Fue una mañana muy fría. Eso lo recuerdo bien porque tuvieron que encender el brasero de la sala de lectura. El fraile que lo hizo me recalcó que tuviese mucho cuidado, no fuese a ocurrir que una trémula brasa llegara a prender algún libro o que yo mismo marchara al mundo de los muertos intoxicado por los gases del carbón. Me espantó tanto el buen monje que decidí entornar la ventana para que siempre pudiera entrar el aire fresco. Fue una venturosa casualidad. Con la brisa gélida penetró también un sol brillante que asomó un instante por entre las nubes y cuyo haz de luz fue a dar directamente sobre uno de los documentos abandonados sobre un púlpito. Posteriormente, he pensado muchas veces que aquello no pudo ser casual y que el destino deseó que se produjese el hallazgo porque el título brilló bajó la luz e hizo que yo me fijara en él. Decía “Los Andros, señores del universo”. Lo firmaba un tal Eptasis. Mi latín era lo suficientemente bueno como para leer de carrerilla textos clásicos pero aquel pliego requirió tiempo y paciencia. En parte porque utilizaba un dialecto que me resultaba desconcertante. En parte, porque lo que relataba era tan ajeno a mi conocimiento que quedaba atónito a medida que leía. Eptasis decía ser andrólogo y, en un prólogo iluminado con escenas de hombres enzarzados en batallas cruentas, daba cuenta de que al igual que algunos dicen conocer a un dios del que todo emana, y se llaman en consecuencia teólogos, él era experto en los hombres señores del mundo que todo lo rigen y, en correcta concordancia, se autodenominaba andrólogo.
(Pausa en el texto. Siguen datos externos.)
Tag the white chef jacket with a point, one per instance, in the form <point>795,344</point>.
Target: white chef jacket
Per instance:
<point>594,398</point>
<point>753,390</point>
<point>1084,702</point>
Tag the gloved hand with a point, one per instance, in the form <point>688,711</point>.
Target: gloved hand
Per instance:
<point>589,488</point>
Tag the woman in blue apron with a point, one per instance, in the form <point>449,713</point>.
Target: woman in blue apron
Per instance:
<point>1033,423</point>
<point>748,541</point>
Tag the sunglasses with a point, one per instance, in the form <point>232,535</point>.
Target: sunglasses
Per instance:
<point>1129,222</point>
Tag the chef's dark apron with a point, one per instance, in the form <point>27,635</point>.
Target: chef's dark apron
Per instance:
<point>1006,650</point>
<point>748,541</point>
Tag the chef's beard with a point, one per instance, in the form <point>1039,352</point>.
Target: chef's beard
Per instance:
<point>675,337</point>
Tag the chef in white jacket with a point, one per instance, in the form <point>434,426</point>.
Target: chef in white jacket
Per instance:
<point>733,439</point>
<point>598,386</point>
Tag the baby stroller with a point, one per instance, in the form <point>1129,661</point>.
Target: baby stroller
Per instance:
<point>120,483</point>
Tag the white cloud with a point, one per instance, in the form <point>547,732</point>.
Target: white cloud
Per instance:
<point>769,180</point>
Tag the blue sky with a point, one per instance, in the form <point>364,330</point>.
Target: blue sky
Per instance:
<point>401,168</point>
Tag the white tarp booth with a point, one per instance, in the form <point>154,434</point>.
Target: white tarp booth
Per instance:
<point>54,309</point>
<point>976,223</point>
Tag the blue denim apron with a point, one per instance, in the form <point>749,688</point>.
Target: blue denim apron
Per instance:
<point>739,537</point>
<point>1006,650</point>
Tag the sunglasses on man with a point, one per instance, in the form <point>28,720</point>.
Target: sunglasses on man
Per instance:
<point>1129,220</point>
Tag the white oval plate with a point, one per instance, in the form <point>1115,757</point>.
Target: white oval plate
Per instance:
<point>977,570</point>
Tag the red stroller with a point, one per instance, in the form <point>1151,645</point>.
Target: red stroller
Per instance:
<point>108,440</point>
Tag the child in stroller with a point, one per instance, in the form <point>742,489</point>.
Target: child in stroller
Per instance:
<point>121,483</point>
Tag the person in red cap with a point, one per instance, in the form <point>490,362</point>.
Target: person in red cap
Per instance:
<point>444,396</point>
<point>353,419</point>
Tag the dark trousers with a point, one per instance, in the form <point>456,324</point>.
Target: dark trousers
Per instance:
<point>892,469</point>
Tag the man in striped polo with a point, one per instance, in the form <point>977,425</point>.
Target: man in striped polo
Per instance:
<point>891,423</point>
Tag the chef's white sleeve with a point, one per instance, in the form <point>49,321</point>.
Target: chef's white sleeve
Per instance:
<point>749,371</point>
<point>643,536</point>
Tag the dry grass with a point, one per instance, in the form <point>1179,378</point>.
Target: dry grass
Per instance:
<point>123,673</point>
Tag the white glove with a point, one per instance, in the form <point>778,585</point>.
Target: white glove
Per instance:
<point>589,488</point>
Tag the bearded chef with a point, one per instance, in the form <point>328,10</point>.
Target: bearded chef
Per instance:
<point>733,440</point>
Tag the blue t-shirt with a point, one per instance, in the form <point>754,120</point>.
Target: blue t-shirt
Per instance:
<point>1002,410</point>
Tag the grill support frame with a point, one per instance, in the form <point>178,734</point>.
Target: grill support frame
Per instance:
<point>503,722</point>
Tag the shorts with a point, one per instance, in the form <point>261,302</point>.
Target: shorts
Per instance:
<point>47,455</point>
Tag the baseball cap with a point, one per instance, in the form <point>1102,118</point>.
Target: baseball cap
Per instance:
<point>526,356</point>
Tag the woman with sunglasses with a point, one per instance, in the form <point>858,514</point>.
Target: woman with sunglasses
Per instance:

“Al principio de los tiempos, el hombre creó a los dioses” – así comenzaba la historia. Mi primera reacción fue de incredulidad. Que un legajo alto medieval empezase burlándose del Génesis no era muy creíble. Si el tal Eptasis hubiese existido de verdad y hubiera escrito tamaña herejía, es seguro que habría perecido en la hoguera junto a todos sus trabajos. Sin embargo, a medida que descifraba el código, me fui convenciendo de que el buen señor había vivido cuando él decía (siglo VI si debía creer al texto) y que era un sabio en religión.
Había comenzado a nevar y, a lo lejos, algunos labriegos avivaban el paso de los bueyes que tiraban de las carretas. Maldije a mi editor y decidí que era mejor leer aquel documento cuanto antes, tomar unas notas apresuradas y bajar a la cocina donde, al menos, los fogones aliviarían el frío del invierno. Recoloqué mis anteojos y, tras acariciar el pergamino con cierto respeto, continué leyendo.
Al principio de los tiempos, el hombre creó a los dioses. Con su infinita sabiduría, el hombre constató que vivir feliz en el paraíso podía ser su perdición. Los alimentos abundantes, el clima benigno, los amores sensuales infinitos, el amor pleno y la felicidad paradisiaca devastaban su poder. El ser humano se aburría, se había convertido en un mecanismo vacío que repetía, día tras día, las mismas rutinas. Comer, beber, fornicar, disfrutar, dormir. Eternamente condenado a repetirse sin sobresalto alguno, sin creación alguna.
Y dijo Andros, señor del universo:
- No es bueno que el hombre no padezca. Se vuelve estéril y no fructifica. El ser humano sólo muestra lo mejor de sí mismo ante la adversidad, sólo valora la felicidad tras la desgracia, únicamente disfruta del amor si antes se ha sentido desvalido y rechazado. Sólo aprecia la vida si la muerte puede llevárselo.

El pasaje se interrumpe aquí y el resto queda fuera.